From the daily Craigslist police blotter: a young Arizona family lost all their savings when they answered a Craiglist ad for a four-bedroom home in Phoenix.
They showed up to the house ($1,000 a month, includes pool), took a tour, signed a lease and paid the $1,500 deposit in cash. Then, they took a celebratory dip in the pool with the kids. At this point, you probably know where this one is going.
When they showed up that weekend to move in, of course, they found the owner of the property, the real landlord, was not the person who had taken their money. Phoenix police are investigating.

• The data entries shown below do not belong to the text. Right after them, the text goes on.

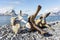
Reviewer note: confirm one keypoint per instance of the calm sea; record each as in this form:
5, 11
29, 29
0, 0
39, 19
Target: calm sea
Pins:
6, 19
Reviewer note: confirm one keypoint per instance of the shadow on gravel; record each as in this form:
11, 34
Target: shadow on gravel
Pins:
47, 35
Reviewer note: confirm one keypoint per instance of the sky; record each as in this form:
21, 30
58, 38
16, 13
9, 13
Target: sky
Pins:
29, 6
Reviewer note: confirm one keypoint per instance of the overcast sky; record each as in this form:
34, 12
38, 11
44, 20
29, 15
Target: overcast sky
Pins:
29, 6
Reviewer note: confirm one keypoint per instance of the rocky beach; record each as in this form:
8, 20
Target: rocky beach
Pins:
7, 34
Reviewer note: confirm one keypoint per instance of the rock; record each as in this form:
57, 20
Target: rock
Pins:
7, 34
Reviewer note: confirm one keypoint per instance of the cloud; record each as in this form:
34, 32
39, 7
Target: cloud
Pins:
53, 9
14, 2
4, 9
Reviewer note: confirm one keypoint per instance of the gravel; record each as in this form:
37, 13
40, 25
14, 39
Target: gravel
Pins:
7, 34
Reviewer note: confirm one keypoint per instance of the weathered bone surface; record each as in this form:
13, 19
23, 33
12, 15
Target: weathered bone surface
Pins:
7, 34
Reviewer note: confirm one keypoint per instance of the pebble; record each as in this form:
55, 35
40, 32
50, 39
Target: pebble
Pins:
6, 30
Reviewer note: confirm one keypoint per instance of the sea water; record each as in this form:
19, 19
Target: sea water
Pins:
6, 19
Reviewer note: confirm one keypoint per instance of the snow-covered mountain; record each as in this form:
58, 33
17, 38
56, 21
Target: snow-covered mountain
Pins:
9, 12
57, 13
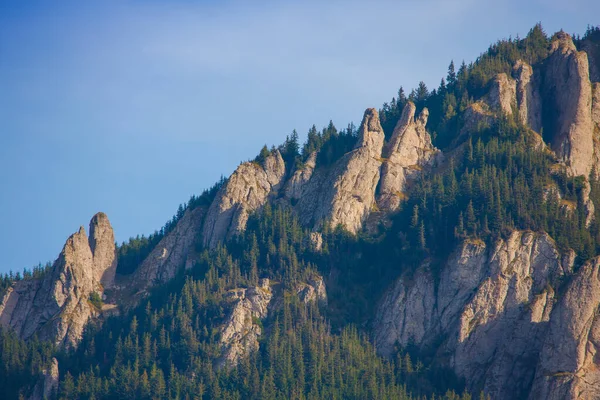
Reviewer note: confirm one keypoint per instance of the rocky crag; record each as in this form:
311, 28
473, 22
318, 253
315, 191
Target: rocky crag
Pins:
57, 306
248, 307
408, 152
495, 318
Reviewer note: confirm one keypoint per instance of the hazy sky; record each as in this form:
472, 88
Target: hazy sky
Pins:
129, 107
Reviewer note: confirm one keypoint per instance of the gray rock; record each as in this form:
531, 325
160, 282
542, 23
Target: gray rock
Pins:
294, 188
47, 384
102, 245
487, 315
406, 155
57, 307
344, 193
502, 96
240, 332
567, 95
568, 361
246, 191
171, 253
528, 96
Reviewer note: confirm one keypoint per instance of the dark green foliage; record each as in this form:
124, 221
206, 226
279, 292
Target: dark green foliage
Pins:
470, 82
165, 348
330, 144
492, 182
21, 363
96, 300
131, 254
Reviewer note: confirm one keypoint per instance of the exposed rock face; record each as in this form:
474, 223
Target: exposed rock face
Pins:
246, 190
528, 96
47, 384
170, 254
487, 316
102, 245
502, 96
56, 307
593, 51
477, 116
408, 152
313, 290
295, 186
239, 334
316, 241
596, 104
567, 95
568, 362
345, 193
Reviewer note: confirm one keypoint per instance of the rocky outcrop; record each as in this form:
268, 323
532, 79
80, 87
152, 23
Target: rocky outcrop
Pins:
171, 253
408, 152
502, 96
240, 332
56, 307
296, 184
568, 366
246, 190
486, 314
593, 51
102, 245
344, 194
529, 103
567, 94
313, 291
47, 384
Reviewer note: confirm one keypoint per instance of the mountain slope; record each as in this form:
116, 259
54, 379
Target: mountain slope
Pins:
461, 242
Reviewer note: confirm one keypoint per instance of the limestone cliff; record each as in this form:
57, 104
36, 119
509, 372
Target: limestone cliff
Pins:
568, 366
344, 193
240, 332
47, 384
486, 314
171, 253
248, 306
567, 105
529, 103
57, 307
408, 152
246, 190
294, 188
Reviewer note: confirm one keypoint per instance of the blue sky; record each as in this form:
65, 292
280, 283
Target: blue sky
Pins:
129, 107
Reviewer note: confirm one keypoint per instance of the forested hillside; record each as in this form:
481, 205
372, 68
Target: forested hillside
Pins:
282, 303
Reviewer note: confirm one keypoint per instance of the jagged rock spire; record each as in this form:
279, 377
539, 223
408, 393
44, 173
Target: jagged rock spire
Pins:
408, 152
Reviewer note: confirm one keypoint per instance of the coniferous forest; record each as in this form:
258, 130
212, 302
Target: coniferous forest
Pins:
491, 182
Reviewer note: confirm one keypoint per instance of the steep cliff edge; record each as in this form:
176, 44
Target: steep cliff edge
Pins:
408, 152
485, 314
242, 327
344, 193
57, 306
246, 190
567, 105
171, 253
569, 366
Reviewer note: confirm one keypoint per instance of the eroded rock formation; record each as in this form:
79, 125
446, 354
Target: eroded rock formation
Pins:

This isn’t as elaborate as the last Craigslist scam to make headlines — the Oregon family that had their possessions sold, without their permission, on the site. But it’s one of the dozens of petty crimes that actually make headlines just because it was connected, somehow, to Craigslist. If that ad is placed in the Arizona Republic, it doesn’t make the news, but it’s a free ad on listing service, it becomes “a rental scam you need to know about before you get taken too” on KTVK’s “News At 9 pm.”
Craigslist CEO Jim Buckmaster told us he’s used to it. He says he makes a point of reading the “crimes on Craigslist” headlines on Google News. Jim says his company “take[s] personally the misuse of Craigslist by criminal element,” but he’s more amazed how few crimes appear to be committed using Craigslist, given that 35 million new classified ads run on the service each month. How has the Craigslist community has managed to keep a semblance of its ethos even as it expands to encompass every aspect–even unsavory aspects–of society? Hard to know. But because Phoenix is one of Craigslist’s fastest-growing cities, expect local newspeople to work through their distrust of it.
But it turns out, Craigslist-like karma was at work, even for our Phoenix family of nine (!). The owners of the house in question took pity on them and decided … to let them stay! They’re working with them on the rent and were so touched by their plight they threw in August as a freebee.